Untuk menggali lebih jauh mengenai kebebasan untuk mencintai, survei dari tim global CloseUp yang melibatkan 514 anak muda di Indonesia memperlihatkan bahwa hanya 1 dari 2 anak muda yang percaya bahwa mereka bebas menentukan pilihan untuk bersama dengan orang yang mereka cintai, tanpa memandang latar belakangnya. Namun, 79 perse dari mereka mengaku telah mengikuti keinginan hati dan sedang atau pernah memilih untuk berada di hubungan yang ‘tidak konvensional’, seperti hubungan berbeda suku dan kelas sosial, atau usia yang terpaut jauh.

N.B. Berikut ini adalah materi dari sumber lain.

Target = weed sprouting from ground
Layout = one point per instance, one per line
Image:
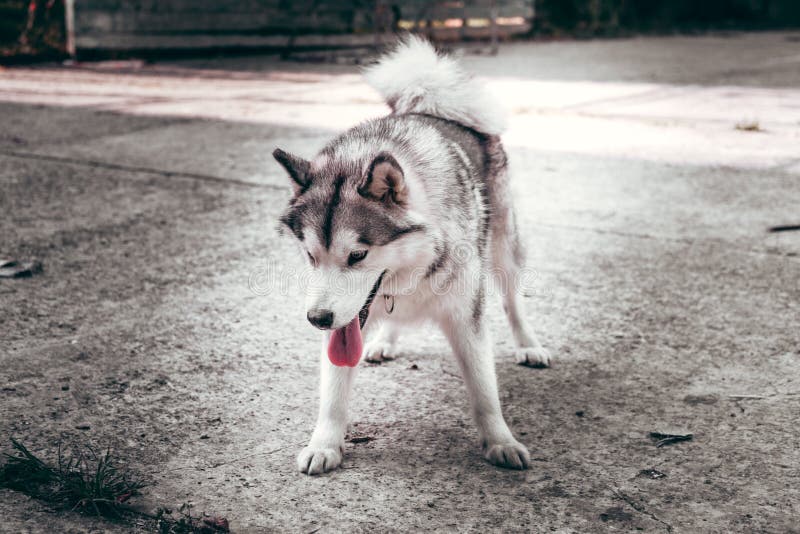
(85, 480)
(748, 126)
(93, 483)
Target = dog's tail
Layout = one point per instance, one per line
(414, 78)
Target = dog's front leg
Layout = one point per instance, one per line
(473, 350)
(324, 451)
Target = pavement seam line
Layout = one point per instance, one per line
(640, 508)
(132, 168)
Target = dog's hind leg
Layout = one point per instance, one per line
(508, 260)
(382, 346)
(325, 449)
(508, 264)
(473, 351)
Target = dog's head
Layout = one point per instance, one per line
(353, 220)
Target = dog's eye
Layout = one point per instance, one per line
(356, 256)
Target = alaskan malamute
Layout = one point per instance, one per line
(407, 219)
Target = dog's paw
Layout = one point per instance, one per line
(533, 357)
(379, 350)
(318, 460)
(511, 455)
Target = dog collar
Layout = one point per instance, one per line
(388, 304)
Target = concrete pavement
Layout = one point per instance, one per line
(150, 195)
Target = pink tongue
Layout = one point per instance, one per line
(346, 345)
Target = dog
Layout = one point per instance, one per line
(405, 219)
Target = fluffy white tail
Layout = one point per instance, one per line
(414, 78)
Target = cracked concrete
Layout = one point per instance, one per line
(151, 197)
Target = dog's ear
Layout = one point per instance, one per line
(296, 167)
(385, 180)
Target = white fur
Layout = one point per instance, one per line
(415, 79)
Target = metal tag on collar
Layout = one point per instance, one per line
(388, 303)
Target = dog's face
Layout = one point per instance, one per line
(352, 221)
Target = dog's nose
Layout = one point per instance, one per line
(320, 318)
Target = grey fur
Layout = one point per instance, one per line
(439, 205)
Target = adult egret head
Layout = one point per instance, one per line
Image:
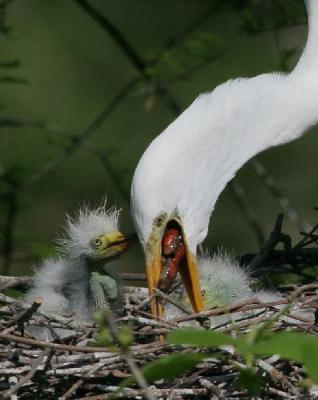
(182, 173)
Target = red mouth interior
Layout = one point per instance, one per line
(172, 254)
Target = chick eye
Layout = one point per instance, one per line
(97, 243)
(160, 219)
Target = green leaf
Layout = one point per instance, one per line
(200, 338)
(289, 345)
(168, 367)
(249, 380)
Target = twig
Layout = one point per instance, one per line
(84, 135)
(247, 211)
(28, 376)
(140, 379)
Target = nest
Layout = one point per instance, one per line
(72, 369)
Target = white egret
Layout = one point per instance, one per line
(182, 173)
(223, 283)
(70, 282)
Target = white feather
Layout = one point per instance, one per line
(63, 282)
(88, 224)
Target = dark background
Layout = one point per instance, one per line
(63, 62)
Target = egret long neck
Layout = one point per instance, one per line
(185, 169)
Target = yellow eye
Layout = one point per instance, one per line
(160, 219)
(97, 243)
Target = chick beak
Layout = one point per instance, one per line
(118, 242)
(187, 269)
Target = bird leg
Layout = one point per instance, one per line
(173, 254)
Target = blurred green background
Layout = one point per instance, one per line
(71, 67)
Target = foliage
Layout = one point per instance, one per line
(294, 346)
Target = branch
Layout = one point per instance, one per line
(84, 135)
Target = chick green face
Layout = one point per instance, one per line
(109, 245)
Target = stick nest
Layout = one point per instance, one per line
(71, 368)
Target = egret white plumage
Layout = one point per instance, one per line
(182, 173)
(71, 282)
(223, 283)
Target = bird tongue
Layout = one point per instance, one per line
(173, 254)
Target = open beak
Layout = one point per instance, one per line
(188, 271)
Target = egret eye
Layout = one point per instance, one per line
(97, 243)
(160, 219)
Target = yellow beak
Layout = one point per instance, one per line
(116, 243)
(189, 275)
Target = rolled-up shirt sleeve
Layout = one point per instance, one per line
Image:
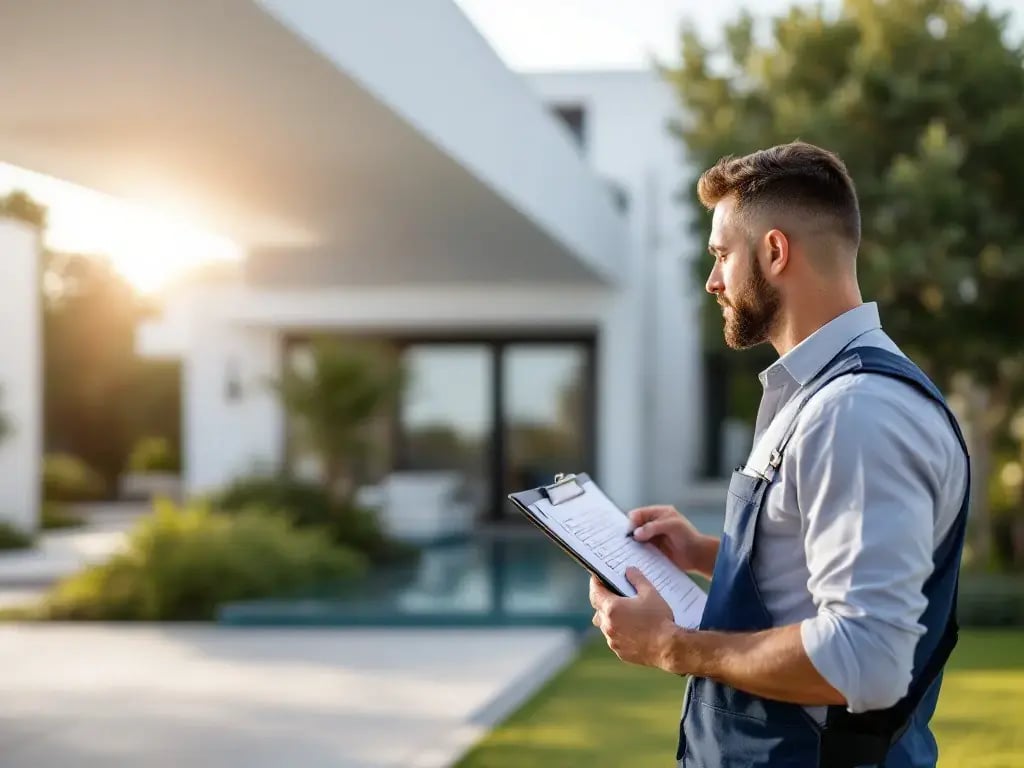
(866, 492)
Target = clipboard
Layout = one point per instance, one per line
(587, 525)
(565, 487)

“Survei ini juga menunjukkan bahwa pasangan-pasangan yang menjalani hubungan ‘tidak konvensional’ ini menghadapi tekanan yang sangat kuat sehingga akhirnya kehilangan suara mereka: 43 persen dari mereka akan merahasiakan hubungan mereka karena tidak direstui orangtua, 31 persen merasa bersalah terhadap keluarga mereka, 58 perse merasa didiskriminasi, di-judge, atau dipermalukan, dan 44 persen bahkan terpaksa mengakhiri hubungan karena tidak direstui orangtua maupun masyarakat,” ungkap Fiona.
Pingkan Rumondor, M.Psi seorang Psikolog klinis dan Peneliti relasi interpersonal saat ini mulai mengamati adanya perilaku ‘sliding’ daripada ‘deciding’ diantara pasangan-pasangan muda, dimana mereka cenderung patuh ke batas-batas cinta konvensional yang ditentukan oleh masyarakat, tanpa aktif mengeksplorasi dan secara sadar memutuskan pilihannya sendiri. Tanpa keberanian untuk menyuarakan keinginan, kebahagiaan mereka pun akhirnya menjadi terbatas.
Rasa percaya diri ini juga akan membantu mereka menemukan keberanian untuk meyakinkan semua orang – baik itu orangtua atau masyarakat bahwa hubungan mereka pantas diperjuangkan. Prinsip ini ternyata menjadi dasar kekuatan cinta pasangan selebritas Natasha Rizky dan Desta Mahendra.